Under Construction
Fundamentally, I’m committed to human excellence and prosperity. Technology and markets can empower humanity, extend our healthy life years, and solve some of our fundamental problems, but only if we are smart about it. My research primarily focuses on:
- Artificial intelligence public policy and the economics of automation;
- Vetocracy, good governance, and project management; and
- Attention markets and digital competition.
I’ve also recently written policy papers on regulation of over-the-counter COVID tests and other commercial diagnostic kits; the constitutional and legal challenges of regulating TikTok; and the efficacy of municipal broadband projects.

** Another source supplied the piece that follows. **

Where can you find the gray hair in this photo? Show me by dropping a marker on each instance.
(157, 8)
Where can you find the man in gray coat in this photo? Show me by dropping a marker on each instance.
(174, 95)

Artificial Intelligence and Automation
Artificial intelligence is a topic I’ve been covering for over a decade but recently it has come to dominate my research. My writing covers topics such as:
- The CHIPS Act and semiconductor economics
- How LLMs might reform government
- The practical problems with California’s SB 1047 and issues in legislating for AI safety
- Four major fault lines in AI policy
- First Amendment concerns with regulating AI
- Nvidia’s blockbuster earnings and the value of compute
- The challenges in regulating for bias and fairness
- Problems with Biden’s Executive Order on Artificial Intelligence
- How regulatory frameworks are challenging AI-driven services
- Headwinds facing self-driving cars
If we want to understand how AI technology is likely to progress, how it will affect workers, and how it might impact productivity, we should be focused on understanding its interdependencies. In other words, “To Understand AI Adoption, Focus on the Interdependencies.” But that’s not all, Should robots be taxed? May you live in interesting times, or just another AI hype cycle
I am fairly confident that in the next two years or so, artificial general intelligence (AGI), which is typically defined as an AI system that can match or exceed human-level performance across virtually any task, will become a reality. But I don’t think the disruption in the labor market is going to be as dramatic as people think. Ideation has always been cheap. Implementation is the real challenge.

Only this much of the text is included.